Concernant le choix des soignants, la majorité des jeunes n’expriment pas le besoin d’être accompagnés par un professionnel du même genre qu’eux, excepté pour les soins en lien avec leur intimité. Ce qui prime, c’est l’écoute. Et cette dernière fera défaut si le soignant ou la soignante adhère à certains stéréotypes de genre (« Les garçons sont douillets » ; « Les filles se plaignent rapidement »).
Par rapport au soutien de l’entourage, « on a pu noter que la personne qui accompagne ces jeunes dans leurs parcours de santé est souvent la mère. Les schémas traditionnels sont donc encore bien présents dans les familles, même si les choses tendent à évoluer », fait savoir Thierry Samain.
Pour une approche « Youth-friendly »
Au-delà de la problématique du genre, de nombreux autres facteurs doivent être davantage pris en considération chez ces patients, selon les chercheurs. « Notre étude montre notamment que tout ce qui existe aujourd’hui pour accompagner les personnes atteintes de maladies chroniques a été surtout pensé pour des adultes actifs.
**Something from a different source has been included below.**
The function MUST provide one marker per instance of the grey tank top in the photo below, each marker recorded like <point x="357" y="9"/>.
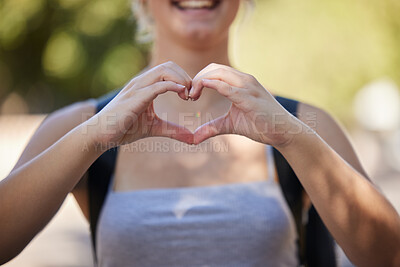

Or, les jeunes ont des besoins spécifiques. A titre d’exemple, leur maladie n’est pas ou peu prise en compte par les institutions scolaires, alors que celle-ci pèse beaucoup sur leur parcours », explique Marie Dauvrin, docteure en santé publique, infirmière spécialisée en santé communautaire, et chercheuse sur ce projet.
Par ailleurs, les chercheurs constatent un manque criant d’accompagnement psychologique, alors même que ces jeunes souffrent de maladies aux conséquences sévères sur leur qualité de vie. « Tous les jeunes interrogés nous ont souligné ce besoin d’une meilleure prise en charge psychologique », indique Tyana Lenoble, infirmière spécialisée en santé communautaire, autre chercheuse participante au projet IMaGe.
En vue d’améliorer la qualité et l’équité des soins de ces jeunes, les partenaires du projet recommandent d’améliorer les connaissances concernant le lien entre genre et santé, de promouvoir et de renforcer la santé mentale et le bien-être de ces patients. Mais aussi d’améliorer les connaissances concernant le profil épidémiologique des étudiants, et de leurs besoins non-rencontrés dans le cadre du parcours scolaire. Plus globalement, les chercheurs préconisent de développer et de renforcer l’offre de santé adaptée aux jeunes, en accord avec les directives de l’Organisation mondiale de la Santé.